Clifford Chance also advised SGX-listed Noble Group Ltd, Asia's largest diversified commodities trading company, in the issuance of 3.55 percent β2.85 billion (US$97.16m) guaranteed bonds due 2016. This is the first ever bond issuance using the Credit Guarantee and Investment Facility (CGIF) recently established by the Asian Development Bank (ADB), the Association of Southeast Asian Nations (ASEAN) members, China, Japan and Korea (ASEAN+3). The CGIF was established as a trust fund of ADB with the aim of promoting and strengthening local currency and regional bond markets in the ASEAN region by providing a guarantee facility as a credit enhancement for corporate bonds issued in local currencies by the corporations. This is the first time that Noble Group has tapped into the Thai baht bond market. Counsel Doungporn Prasertsomsuk led the transaction.

Herbert Smith Freehills advised China National Offshore Oil Corporation (CNOOC) in the acquisition of additional interests in the Queensland Curtis LNG project Australia (QCLNG) and new exploration area in the Bowen Basin, and in the purchase of increased volumes of liquid natural gas (LNG). Under the deal, BG Group will supply CNOOC with a five million more tons annually (mtpa) of LNG take from the group’s global portfolio for 20 years beginning in 2015. Also, CNOOC will purchase interests in the Surat and Bowen Basin coal seam gas tenements and related infrastructure and a further equity stake in the QCLNG project Train 1 liquefaction facility for A$1.93 billion (US$1.98b). These acquisitions are expected to be completed by the end of the year. The deal sees CNOOC take a 25 percent interest in the upstream (currently only 5 percent in some of the fields) and increase its stake from 10 percent to 50 percent in the midstream. Partners Anna Howell and Stuart Barrymore led the transaction, which was signed on 6 May 2013. King & Wood Mallesons advised QGC.

Hogan Lovells advised Mashreqbank and a syndicate of Islamic and conventional banks in AED2 billion (US$545m) Islamic and conventional facility awarded to GEMS Education, one of the UAE’s leading education providers. Abu Dhabi Islamic Bank, Dubai Islamic Bank, Mashreqbank and Noor Islamic Bank acted as arrangers and book-runners for the financing. The facility has a tenor of six years and includes conventional, two Murabaha and a Musharaka portion. The proceeds will be applied primarily towards the refinancing of GEMS' investment in the development of schools over the last three years. They will also provide additional funds for investment in new schools in the UAE and wider MENA region. Partner Rustum Shah led the transaction. GEMS Education was advised by Allen & Overy.

Hogan Lovells also advised Saint Laurent (YSL) in the acquisition of a stake in its Gulf business through a joint venture with Al Tayer Group, one of Dubai's leading business groups. YSL has been operating in the UAE for almost a decade as part of a franchise arrangement with Al Tayer Insignia, the largest luxury retailer in the Middle East. YSL acquired a significant interest in a joint venture company. The YSL franchise business in the UAE has been transferred into this company. This transaction cemented YSL’s position in the UAE retail market. Partner Imtiaz Shah led the transaction.

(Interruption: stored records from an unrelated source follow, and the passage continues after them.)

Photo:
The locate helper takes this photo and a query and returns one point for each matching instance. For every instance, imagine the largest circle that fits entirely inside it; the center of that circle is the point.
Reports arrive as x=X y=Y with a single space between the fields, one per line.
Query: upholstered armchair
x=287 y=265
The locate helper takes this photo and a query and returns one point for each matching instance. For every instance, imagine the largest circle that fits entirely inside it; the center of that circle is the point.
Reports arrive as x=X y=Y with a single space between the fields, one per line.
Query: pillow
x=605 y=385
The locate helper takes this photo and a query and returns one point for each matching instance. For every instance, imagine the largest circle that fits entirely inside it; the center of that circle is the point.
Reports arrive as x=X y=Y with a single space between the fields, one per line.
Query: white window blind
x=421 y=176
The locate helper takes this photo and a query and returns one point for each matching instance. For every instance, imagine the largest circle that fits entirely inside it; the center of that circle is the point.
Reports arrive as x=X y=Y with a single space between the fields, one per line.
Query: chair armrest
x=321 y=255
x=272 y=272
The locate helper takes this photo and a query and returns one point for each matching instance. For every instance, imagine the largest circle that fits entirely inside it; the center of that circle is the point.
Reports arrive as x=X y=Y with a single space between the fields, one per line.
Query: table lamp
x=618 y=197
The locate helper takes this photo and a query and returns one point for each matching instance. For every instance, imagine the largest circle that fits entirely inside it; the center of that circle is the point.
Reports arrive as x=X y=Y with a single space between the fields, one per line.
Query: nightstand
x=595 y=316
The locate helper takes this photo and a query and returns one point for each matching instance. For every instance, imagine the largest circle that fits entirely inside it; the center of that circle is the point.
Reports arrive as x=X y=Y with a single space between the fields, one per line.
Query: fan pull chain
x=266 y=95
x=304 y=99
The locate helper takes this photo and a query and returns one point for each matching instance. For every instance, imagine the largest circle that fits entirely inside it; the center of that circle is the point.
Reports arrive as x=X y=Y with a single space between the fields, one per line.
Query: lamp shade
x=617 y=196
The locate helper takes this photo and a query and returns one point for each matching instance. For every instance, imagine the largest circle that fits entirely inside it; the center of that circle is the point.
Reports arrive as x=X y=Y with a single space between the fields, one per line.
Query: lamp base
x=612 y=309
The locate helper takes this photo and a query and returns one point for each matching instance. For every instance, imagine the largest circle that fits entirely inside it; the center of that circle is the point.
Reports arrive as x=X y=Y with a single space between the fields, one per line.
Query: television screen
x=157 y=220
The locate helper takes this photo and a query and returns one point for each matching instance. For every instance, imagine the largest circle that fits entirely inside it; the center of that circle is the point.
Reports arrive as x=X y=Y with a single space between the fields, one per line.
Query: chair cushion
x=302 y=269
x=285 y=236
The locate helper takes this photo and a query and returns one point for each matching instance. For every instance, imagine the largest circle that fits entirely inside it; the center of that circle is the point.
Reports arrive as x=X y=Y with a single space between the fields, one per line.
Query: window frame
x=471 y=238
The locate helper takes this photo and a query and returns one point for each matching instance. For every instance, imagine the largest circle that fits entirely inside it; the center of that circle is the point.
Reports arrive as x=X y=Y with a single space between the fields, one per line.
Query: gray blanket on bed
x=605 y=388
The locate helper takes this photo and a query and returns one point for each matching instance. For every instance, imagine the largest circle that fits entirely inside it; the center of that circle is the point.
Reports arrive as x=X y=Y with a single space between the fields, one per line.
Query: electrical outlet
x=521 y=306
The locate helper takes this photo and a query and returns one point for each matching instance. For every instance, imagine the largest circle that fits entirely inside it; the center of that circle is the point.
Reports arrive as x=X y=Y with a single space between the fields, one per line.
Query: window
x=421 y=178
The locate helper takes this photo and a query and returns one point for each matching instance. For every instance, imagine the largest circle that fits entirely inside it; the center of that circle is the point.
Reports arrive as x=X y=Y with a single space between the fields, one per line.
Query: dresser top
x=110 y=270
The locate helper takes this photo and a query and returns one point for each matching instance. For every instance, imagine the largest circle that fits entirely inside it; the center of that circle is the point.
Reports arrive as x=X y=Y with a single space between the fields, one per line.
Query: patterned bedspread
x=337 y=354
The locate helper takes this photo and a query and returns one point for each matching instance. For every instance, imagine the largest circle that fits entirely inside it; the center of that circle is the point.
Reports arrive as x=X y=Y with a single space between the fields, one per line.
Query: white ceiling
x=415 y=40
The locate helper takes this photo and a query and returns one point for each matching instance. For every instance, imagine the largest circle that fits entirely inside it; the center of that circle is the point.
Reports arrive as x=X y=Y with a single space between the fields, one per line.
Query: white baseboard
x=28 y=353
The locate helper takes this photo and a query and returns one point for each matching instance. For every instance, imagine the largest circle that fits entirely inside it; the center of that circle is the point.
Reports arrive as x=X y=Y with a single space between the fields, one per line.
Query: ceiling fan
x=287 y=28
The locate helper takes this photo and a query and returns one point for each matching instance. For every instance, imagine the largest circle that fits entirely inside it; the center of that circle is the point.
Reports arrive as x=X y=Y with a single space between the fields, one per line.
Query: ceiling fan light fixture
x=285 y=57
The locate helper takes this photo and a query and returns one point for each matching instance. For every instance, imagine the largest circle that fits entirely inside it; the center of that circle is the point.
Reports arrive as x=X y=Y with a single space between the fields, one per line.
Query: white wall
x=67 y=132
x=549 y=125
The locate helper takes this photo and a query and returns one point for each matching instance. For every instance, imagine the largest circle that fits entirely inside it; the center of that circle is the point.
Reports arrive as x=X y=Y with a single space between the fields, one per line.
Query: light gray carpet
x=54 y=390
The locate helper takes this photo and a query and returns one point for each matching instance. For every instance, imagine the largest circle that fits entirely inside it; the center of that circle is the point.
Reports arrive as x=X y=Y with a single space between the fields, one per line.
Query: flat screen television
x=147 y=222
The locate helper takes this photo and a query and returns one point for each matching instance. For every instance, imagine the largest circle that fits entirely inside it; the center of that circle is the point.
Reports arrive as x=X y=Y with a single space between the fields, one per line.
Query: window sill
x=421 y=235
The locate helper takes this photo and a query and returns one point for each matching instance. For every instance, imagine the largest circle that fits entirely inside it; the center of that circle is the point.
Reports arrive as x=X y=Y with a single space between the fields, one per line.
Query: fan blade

Jones Day represented Tata Technologies Inc (TTUS), a US subsidiary of Tata Technologies Ltd, in its leveraged acquisition through a reverse triangular merger of Cambric Holdings Inc, a US-based end-to-end engineering services firm active in heavy-engineering, off-highway and automotive products. Headquartered in Salt Lake City, Utah, the Cambric Group has substantial operations in Romania, and staff personnel in multiple US and European jurisdictions. Partners Dennis Barsky and Sushma Jobanputra led the transaction, which was completed on 1 May 2013.

Jones Day also represented Tata Technologies Inc in the financing of the acquisition of Cambric Holdings Inc by Tata Technologies SPV Inc, a subsidiary of Tata Technologies Inc. The financing included a term loan and a working capital facility from Bank of America NA, each made available to Cambric Holdings Inc. Partner Sushma Jobanputra led the transaction while Sheppard, Mullin, Richter & Hampton acted for Bank of America NA.